Chapter 3. Jun’s Warning

Jun didn’t move for a long time after Lia walked out.

The café emptied by degrees—chairs scraping, milk frothers sighing, the normal life closing back in. He stayed still, elbows on the table, eyes fixed on the faint ring her cup had left on the wood.

Lia’s coffee had gone cold half an hour before she even arrived, but she hadn’t touched it. He lifted the cup now and drank it anyway, just to feel the taste of something she’d left behind. Bitter, burnt. Perfect.

He noted the tiny red line along the rim—her lip must have reopened when she smiled. He shouldn’t have noticed. He always noticed.

Information was safety; details were control. That’s what he told himself every time he saw her.

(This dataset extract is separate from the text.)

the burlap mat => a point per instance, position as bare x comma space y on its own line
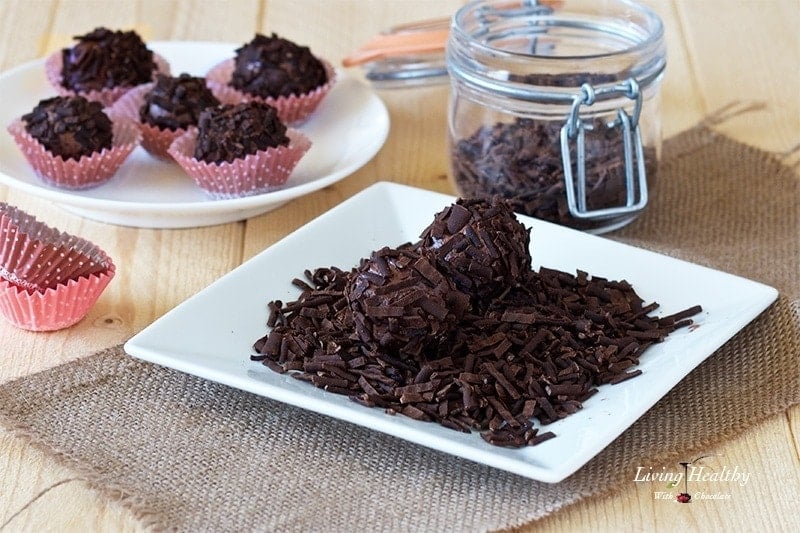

He leaned back in his chair, scanning the reflection in the window. The rain outside turned the street into a moving mercury, every passing car a smear of white. He watched for tails, for patterns. Habit, not paranoia—though those lines blurred easily these days.

Two exits. Four cameras. One cop car idling a block down.

He catalogued them automatically while his mind replayed the last five minutes.

Her voice—defiant but fraying at the edges. Her hands, restless under the table. The way she flinched when he said Cassian’s name.

He’d thrown that deliberately, like a punch meant to test range. She’d taken the hit, but not broken guard.

Still a fighter.

He closed his eyes and saw her again, framed in that doorway, ribbon around her wrist, jaw set.

Jun exhaled slow. He didn’t like being the messenger. He was better as the shadow—observing, nudging, never seen.

But the moment she registered for the tournament, she became visible again. And visibility drew predators.

He tapped a finger against the table, counting beats. One for every year since Cassian’s fall. Three, four, five.

The same name kept echoing behind his ribs—Dominic. The man everyone thought long gone, buried under old debts and older sins. The man whose ledger Jun had seen once, accidentally, in a safe he’d been told to ignore. Lia’s name hadn’t been there then. Ethan’s had.

Now both of them were on borrowed time.

He finished her coffee, set the cup down, and stood. His movements were efficient—coat, gloves, hood. No wasted motion.

Outside, the drizzle had turned to fine rain. He slipped his phone from his pocket. The burner. The one with no contacts saved, only numbers memorized.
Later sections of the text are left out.